Незабытый забытый поэт

Геннадий КРАСНИКОВ

Красников Геннадий

К 100-летию со дня рождения Константина Левина

Если смотреть на русскую историю с точки зрения отечественной литературы, мы увидим печальную закономерность: наши писатели во все времена принадлежат либо к довоенному, либо к послевоенному поколению. Такова судьба России. И промыслительным образом в дни испытаний рядом с новым призывом встают в строй старые воины, справедливо названные ныне бессмертным полком. И вот один за одним подступили столетние юбилеи поэтов-фронтовиков, как по военной побудке возвращающихся на смысловое ратное русское поле.

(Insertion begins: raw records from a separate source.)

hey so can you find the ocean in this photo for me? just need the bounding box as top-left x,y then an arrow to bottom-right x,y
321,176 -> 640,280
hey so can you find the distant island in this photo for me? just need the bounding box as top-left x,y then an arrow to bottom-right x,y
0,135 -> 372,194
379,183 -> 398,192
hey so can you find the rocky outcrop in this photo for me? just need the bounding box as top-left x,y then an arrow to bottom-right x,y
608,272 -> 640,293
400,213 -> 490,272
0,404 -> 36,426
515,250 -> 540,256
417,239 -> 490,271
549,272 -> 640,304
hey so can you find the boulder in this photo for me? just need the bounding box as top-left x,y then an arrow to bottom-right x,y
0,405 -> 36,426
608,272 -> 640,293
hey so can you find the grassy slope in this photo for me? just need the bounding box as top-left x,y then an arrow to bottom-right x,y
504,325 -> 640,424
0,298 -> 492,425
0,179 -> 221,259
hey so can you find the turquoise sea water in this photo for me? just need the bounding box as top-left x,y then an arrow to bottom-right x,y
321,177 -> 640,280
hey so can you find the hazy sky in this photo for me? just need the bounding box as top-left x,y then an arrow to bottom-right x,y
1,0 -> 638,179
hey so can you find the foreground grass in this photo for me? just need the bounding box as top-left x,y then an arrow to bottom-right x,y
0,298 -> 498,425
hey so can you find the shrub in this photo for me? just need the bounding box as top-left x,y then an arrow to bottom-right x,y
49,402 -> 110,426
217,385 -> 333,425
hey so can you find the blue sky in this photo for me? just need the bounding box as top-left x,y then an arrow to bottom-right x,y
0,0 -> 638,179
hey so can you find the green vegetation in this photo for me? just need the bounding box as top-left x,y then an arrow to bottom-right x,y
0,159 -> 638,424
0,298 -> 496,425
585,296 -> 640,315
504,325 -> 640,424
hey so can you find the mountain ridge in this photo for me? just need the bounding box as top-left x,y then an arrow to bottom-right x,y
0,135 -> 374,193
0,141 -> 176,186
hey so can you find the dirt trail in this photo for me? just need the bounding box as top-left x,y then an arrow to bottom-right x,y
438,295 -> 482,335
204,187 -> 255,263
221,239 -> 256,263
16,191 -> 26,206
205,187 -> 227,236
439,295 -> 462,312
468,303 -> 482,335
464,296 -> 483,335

Первый в наступившем году юбилей – у Константина Левина (1924–1984)…
С. Наровчатов отмечал: «Наше поколение не выдвинуло великого поэта, оно само по себе – все вместе – выдающийся поэт с поразительной биографией. И у нас есть свои герои, свои мученики, свои святые». В полной мере эта чеканная формула относится и к творчеству К. Левина.
Писать об этом поэте непросто. Всё как будто заслоняет его биография и одно знаменитое стихотворение, определившее его литературную судьбу…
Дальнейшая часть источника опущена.